The dorm is under considerable renovation but we found our room, although the beds were neither bunk nor fixed when we inhabited it. The purpose of the lower level of the bunks appears to be desks of sorts. Late at night I used to help Swin out that window, and she would scurry along the River Path to the Old Boys Dorm to visit her boyfriend, Harry.

Cherished Mt Sopris is visible from everywhere on campus.

Sopris

We visited the old stables, too, now in ruins.

Stables, CRMS

I rented a horse from the school my first year, earning the privilege by scooping ice cream. Simmy, his name was, a Tennessee Walker. We had many adventures, including magnificent rides high on Red Bluff, above campus, but that year with him also taught me just how much work goes into owning a horse, and that childhood dream faded away.

Red Bluff

After hugs and goodbyes

Goodbye to LeeAnn

we headed to Grand Junction. Our next concert, and the final one in the Southwest states, would be held in the patio of Amanda Bailey’s house. Amanda is the sister of Tracy’s ex-husband, David, who is the father of the handsome Justin, Nico, and Emma.

Justin Bailey and girlfriend, Danielle, Amanda’s Patio

We arrived as Amanda was playing music with a band she’d created, called Big Daddy and the Orphans. (“We all take turns being Big Daddy,” Amanda told us.)

Big Daddy and the Orphans rehearse
Amanda Bailey’s patio

Amanda, who has a huge and vibrant voice, plays guitar.

Amanda Bailey, trying out Maggie’s travel guitar

Other musicians contribute violin, mandolin and upright bass.  Lovely to sit there under a ramada listening and even playing with them as they rehearsed.

Around 7:00 audience began to arrive, and arrayed themselves around Amanda’s beautiful patio.  We started with “Rustler’s Moon,” and as I talked a bit about the genesis of the song, a woman named Melody said, “Oh, I love songs about the moon!”

And as we played through our two sets, we realized that many of our tunes have some mention—explicit or implied—of our lunar orb:

In addition to a mention in both title and chorus, the first line of “Rustler’s Moon” is “the moon’s a pale sliver in the dark night sky.”

“When the Mountains Cry” has a “bloody moon.”

“We Heard the Owls” asks that love run “out of the shadow and into the light.”

In “South Coast the Wild Coast” a young wife lies “dead in the moonlight.”

“The Stars Fell Down” begins with the line, “I met you on the new moon.”

In “Dancin’ Through the Heavens” the “moon wore shrouds”

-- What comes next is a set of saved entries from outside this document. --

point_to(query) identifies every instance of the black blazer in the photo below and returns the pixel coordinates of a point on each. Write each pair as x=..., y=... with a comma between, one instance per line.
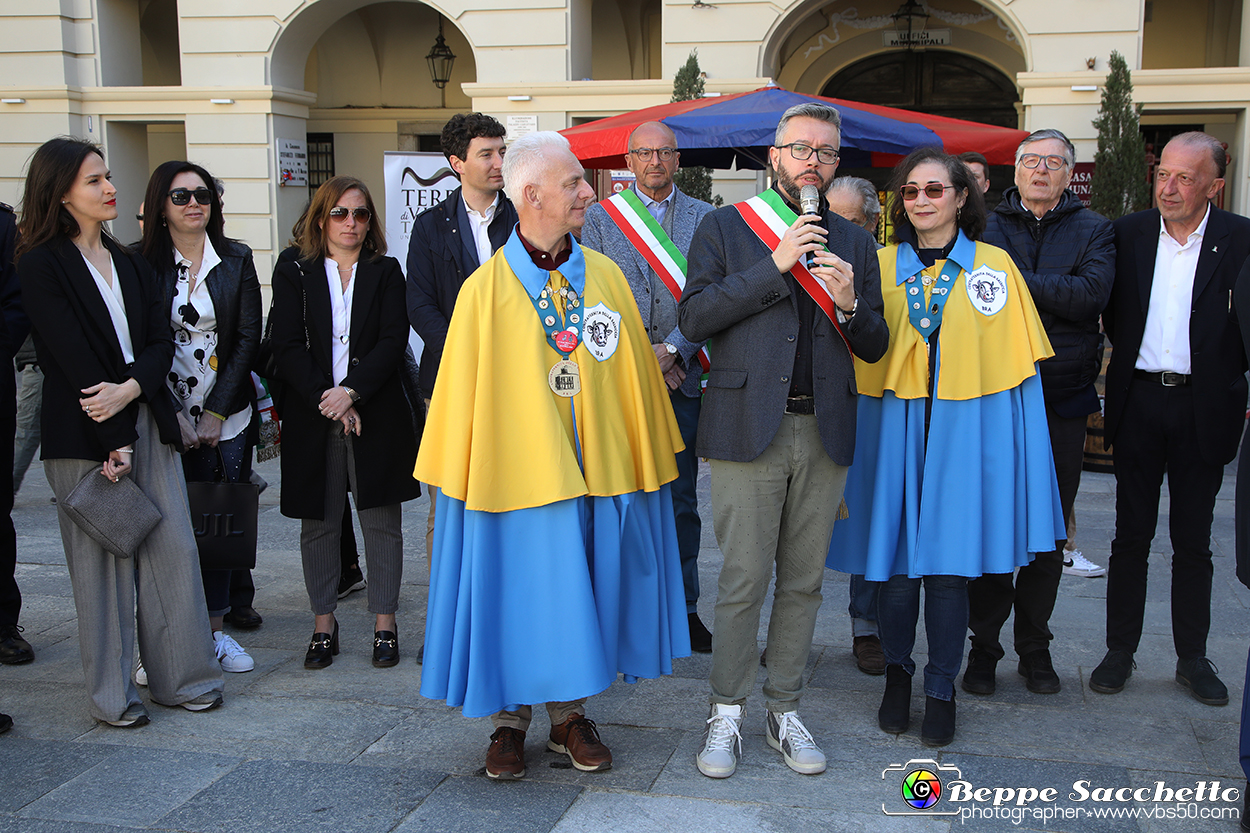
x=736, y=298
x=1218, y=360
x=235, y=293
x=439, y=260
x=385, y=452
x=78, y=348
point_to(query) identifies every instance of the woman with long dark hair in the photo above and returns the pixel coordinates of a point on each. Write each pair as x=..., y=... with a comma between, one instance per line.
x=953, y=472
x=101, y=335
x=208, y=283
x=339, y=333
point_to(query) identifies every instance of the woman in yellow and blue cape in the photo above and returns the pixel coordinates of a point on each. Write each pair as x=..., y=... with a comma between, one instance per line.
x=953, y=474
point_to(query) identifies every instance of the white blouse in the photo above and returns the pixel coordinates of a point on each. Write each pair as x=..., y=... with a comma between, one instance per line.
x=340, y=318
x=113, y=299
x=195, y=343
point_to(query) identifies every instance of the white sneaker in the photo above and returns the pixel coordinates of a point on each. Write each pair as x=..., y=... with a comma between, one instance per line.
x=790, y=737
x=718, y=758
x=1076, y=564
x=231, y=654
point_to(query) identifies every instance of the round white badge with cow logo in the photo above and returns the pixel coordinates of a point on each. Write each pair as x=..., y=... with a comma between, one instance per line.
x=988, y=290
x=601, y=332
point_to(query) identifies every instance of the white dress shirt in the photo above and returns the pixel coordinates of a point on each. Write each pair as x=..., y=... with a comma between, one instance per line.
x=656, y=208
x=340, y=319
x=480, y=225
x=194, y=372
x=1165, y=340
x=116, y=305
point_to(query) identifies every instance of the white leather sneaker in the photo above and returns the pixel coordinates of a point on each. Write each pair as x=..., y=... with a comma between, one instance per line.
x=719, y=758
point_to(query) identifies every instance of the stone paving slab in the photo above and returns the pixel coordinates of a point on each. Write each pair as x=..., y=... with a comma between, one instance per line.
x=106, y=792
x=475, y=803
x=296, y=797
x=34, y=768
x=664, y=814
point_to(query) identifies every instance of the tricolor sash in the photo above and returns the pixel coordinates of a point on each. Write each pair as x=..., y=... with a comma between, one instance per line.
x=653, y=243
x=769, y=217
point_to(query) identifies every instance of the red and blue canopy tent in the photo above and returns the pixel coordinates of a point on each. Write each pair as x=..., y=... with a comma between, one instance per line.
x=729, y=130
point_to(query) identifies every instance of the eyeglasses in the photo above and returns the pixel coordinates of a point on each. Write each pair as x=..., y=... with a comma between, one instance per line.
x=933, y=190
x=1033, y=160
x=340, y=214
x=183, y=195
x=644, y=154
x=801, y=151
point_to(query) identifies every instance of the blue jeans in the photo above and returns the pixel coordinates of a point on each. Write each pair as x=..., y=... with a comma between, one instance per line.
x=685, y=498
x=945, y=627
x=863, y=607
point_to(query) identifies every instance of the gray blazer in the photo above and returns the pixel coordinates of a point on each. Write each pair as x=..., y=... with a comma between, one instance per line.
x=736, y=298
x=601, y=234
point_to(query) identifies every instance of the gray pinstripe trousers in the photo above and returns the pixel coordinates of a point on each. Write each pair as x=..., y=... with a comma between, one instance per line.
x=319, y=539
x=163, y=580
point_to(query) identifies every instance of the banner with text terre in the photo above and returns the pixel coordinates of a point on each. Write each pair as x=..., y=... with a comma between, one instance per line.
x=415, y=183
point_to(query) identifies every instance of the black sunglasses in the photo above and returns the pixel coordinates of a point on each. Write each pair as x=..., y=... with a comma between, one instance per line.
x=183, y=195
x=340, y=214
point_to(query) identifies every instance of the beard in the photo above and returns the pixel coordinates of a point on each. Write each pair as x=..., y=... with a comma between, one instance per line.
x=791, y=188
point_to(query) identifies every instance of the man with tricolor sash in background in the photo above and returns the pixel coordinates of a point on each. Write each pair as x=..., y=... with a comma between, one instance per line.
x=646, y=230
x=778, y=418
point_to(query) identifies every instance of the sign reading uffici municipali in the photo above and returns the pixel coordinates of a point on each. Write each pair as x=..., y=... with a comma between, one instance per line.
x=926, y=38
x=293, y=163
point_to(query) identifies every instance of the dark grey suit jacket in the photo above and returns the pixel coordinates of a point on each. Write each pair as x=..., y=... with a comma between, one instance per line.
x=601, y=234
x=736, y=298
x=1218, y=363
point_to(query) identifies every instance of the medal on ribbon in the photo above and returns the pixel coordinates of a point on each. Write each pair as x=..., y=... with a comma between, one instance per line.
x=565, y=377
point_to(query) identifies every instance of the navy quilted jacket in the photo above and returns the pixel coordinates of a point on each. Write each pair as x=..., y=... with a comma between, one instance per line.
x=1068, y=259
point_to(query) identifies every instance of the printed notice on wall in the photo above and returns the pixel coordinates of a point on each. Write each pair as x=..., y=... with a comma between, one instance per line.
x=293, y=161
x=520, y=125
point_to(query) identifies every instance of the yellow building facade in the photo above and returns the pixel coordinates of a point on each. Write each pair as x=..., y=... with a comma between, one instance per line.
x=223, y=83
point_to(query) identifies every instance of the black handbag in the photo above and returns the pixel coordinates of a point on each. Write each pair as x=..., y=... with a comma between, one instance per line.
x=224, y=519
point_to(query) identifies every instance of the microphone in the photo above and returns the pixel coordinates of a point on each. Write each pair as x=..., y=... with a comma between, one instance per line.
x=809, y=199
x=809, y=203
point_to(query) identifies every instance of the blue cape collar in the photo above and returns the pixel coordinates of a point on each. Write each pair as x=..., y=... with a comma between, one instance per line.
x=908, y=262
x=534, y=278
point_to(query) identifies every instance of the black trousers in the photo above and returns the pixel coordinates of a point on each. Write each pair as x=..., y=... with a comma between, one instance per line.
x=1158, y=434
x=10, y=598
x=991, y=597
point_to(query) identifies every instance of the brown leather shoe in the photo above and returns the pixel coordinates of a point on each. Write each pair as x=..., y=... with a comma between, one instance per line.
x=505, y=758
x=579, y=739
x=869, y=657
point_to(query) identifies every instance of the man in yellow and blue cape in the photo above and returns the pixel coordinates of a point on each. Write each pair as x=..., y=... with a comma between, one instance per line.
x=551, y=443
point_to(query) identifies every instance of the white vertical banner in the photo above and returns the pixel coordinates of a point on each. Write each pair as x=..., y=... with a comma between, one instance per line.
x=415, y=181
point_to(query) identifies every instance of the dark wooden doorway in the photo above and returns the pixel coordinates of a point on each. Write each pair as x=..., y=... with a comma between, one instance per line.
x=933, y=81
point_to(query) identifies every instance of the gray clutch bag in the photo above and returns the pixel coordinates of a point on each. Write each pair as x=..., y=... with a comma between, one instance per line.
x=116, y=515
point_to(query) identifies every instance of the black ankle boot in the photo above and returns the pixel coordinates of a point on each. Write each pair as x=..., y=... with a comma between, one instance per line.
x=895, y=712
x=939, y=726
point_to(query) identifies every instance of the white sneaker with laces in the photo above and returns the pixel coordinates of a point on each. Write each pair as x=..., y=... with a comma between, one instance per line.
x=1076, y=564
x=718, y=758
x=790, y=737
x=231, y=654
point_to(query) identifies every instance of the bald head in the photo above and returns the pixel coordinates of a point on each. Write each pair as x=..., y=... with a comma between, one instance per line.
x=648, y=145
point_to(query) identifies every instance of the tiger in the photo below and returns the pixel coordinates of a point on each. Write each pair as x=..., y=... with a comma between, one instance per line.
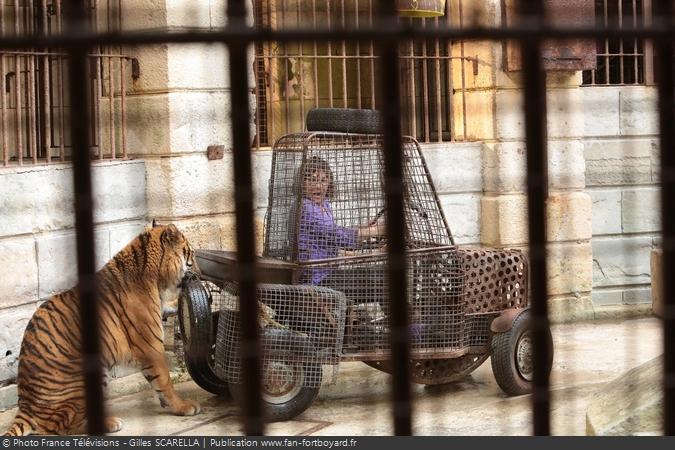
x=133, y=287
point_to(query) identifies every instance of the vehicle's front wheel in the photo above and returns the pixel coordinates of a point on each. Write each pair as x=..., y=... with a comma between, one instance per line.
x=287, y=387
x=512, y=363
x=198, y=327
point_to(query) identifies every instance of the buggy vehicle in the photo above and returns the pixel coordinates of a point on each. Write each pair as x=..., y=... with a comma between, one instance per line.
x=465, y=303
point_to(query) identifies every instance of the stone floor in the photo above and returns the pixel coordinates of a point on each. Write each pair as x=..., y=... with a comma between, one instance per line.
x=587, y=355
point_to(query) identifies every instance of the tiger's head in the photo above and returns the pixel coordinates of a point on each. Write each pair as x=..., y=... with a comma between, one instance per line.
x=177, y=261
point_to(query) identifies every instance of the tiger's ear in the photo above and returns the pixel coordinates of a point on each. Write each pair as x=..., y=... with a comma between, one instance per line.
x=171, y=235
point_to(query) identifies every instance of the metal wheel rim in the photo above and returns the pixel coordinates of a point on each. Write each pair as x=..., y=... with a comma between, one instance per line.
x=524, y=356
x=281, y=381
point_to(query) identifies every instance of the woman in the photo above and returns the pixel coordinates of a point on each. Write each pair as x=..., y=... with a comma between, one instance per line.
x=319, y=237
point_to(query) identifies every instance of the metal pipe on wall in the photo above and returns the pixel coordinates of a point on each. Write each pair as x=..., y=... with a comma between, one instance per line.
x=534, y=92
x=76, y=14
x=243, y=187
x=390, y=106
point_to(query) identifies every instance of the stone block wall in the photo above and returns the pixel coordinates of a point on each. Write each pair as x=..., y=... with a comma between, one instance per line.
x=621, y=152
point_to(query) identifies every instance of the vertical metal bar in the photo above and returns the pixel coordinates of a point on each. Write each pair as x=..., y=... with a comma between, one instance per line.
x=123, y=111
x=394, y=195
x=450, y=81
x=46, y=99
x=98, y=89
x=344, y=61
x=301, y=74
x=243, y=187
x=286, y=94
x=666, y=80
x=413, y=90
x=330, y=57
x=358, y=59
x=621, y=49
x=30, y=109
x=636, y=49
x=3, y=101
x=60, y=87
x=373, y=103
x=17, y=91
x=84, y=223
x=111, y=110
x=439, y=112
x=463, y=69
x=316, y=59
x=606, y=43
x=425, y=88
x=648, y=43
x=534, y=90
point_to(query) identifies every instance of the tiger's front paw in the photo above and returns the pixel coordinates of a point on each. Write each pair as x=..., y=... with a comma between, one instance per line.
x=187, y=408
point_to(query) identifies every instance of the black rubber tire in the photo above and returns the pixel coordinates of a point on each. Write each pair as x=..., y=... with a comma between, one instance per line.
x=344, y=120
x=197, y=329
x=301, y=396
x=510, y=377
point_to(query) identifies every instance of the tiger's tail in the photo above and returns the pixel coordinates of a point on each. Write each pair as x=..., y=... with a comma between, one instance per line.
x=22, y=426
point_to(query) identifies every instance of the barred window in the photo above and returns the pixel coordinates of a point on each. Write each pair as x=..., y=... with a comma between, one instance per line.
x=621, y=61
x=34, y=106
x=293, y=77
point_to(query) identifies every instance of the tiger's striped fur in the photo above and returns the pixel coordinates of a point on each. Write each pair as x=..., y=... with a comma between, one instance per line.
x=133, y=285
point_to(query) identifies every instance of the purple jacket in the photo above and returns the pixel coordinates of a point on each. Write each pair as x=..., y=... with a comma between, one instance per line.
x=319, y=237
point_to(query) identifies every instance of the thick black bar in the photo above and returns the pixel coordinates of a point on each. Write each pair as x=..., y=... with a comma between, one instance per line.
x=535, y=32
x=666, y=80
x=243, y=192
x=76, y=16
x=534, y=90
x=390, y=106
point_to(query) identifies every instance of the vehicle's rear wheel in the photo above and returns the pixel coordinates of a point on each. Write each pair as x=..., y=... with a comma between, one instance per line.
x=287, y=387
x=512, y=363
x=198, y=328
x=344, y=120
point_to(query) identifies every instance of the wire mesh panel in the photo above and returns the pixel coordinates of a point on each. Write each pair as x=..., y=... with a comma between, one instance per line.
x=327, y=199
x=301, y=328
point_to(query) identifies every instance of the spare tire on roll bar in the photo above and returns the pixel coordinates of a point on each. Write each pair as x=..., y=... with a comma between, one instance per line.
x=344, y=120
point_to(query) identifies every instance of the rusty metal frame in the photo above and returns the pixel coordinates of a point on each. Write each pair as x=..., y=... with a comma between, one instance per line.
x=37, y=98
x=386, y=33
x=641, y=76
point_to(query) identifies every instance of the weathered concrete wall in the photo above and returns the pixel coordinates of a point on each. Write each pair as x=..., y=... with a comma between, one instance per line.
x=37, y=236
x=621, y=152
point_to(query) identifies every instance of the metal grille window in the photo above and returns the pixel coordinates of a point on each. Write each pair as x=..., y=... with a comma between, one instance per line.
x=293, y=77
x=622, y=60
x=34, y=107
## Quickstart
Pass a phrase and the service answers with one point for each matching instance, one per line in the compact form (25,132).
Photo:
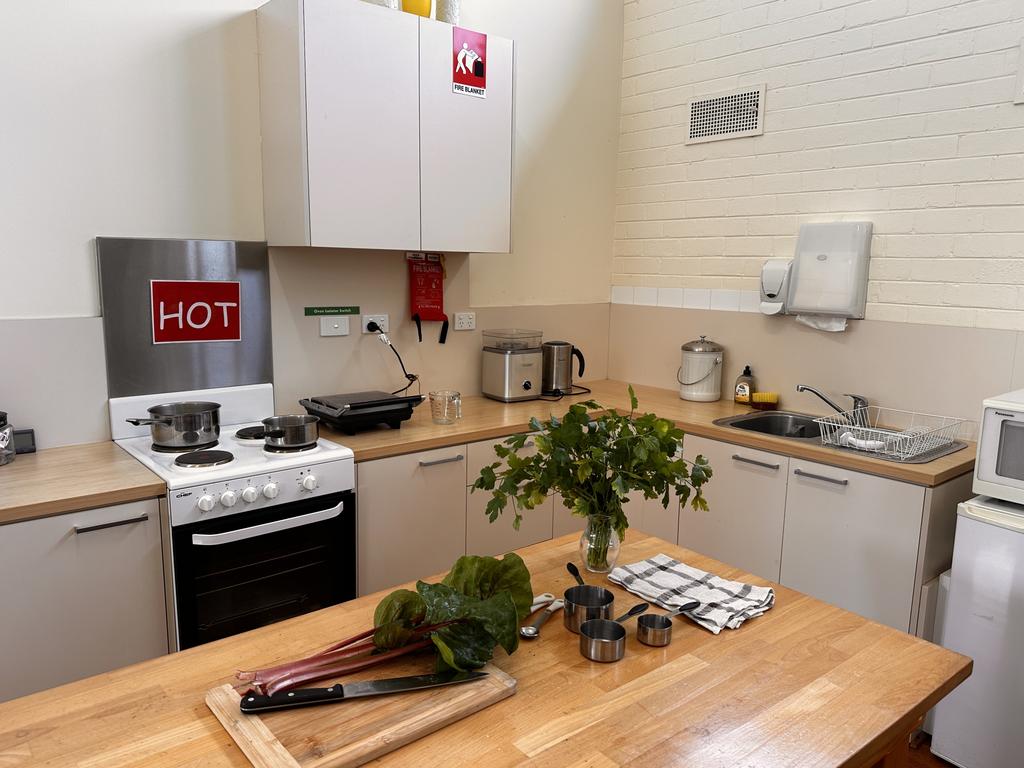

And that’s just our first set.

Sands, Amanda’s concert

As the darkness crept in and a not-quite-thin-enough-to-be-a- rustler’s moon floated up into the sky, we kept singing about moons, including “Night Rider’s Lament,” where it shows up  “as bright as a reading lamp.”

Maggie, Amanda concert

And as Maggie said about her beautiful tune, “When the Sun Goes Down in the Sky,” the lyrics pretty much imply that as the sun goes down, the moon is soon to come on up.

Amanda Bailey concert

Amanda’s house is filled with the most marvelous collections of everything: Elvis paraphernalia, fruit box signs, miniature musical instruments. In addition to an excellent bottle of Petite Syrah from the Nevada City Winery, I brought her a little stone heart as a thank you-present, and she exclaimed, “It can join the Sea of Hearts!” and so it did.

Sea of Hearts

Now: across the desert states, to Squaw Valley, and a concert on the deck of the house in which I grew up.

0 replies
  1. Randall
    Randall says:

    Loved all the small stories about CRMS that personalized it. “Durango to Carbondale” also imbued the School and environs so that while the photos are unchanged, the pictures to me are forever changed. Buildings became a school that became a place of transformation and inspiration and then a place of healing and friendship. A mountain went from a majestic vista to something like an eternal friend. Loved it! Thanks for sharing!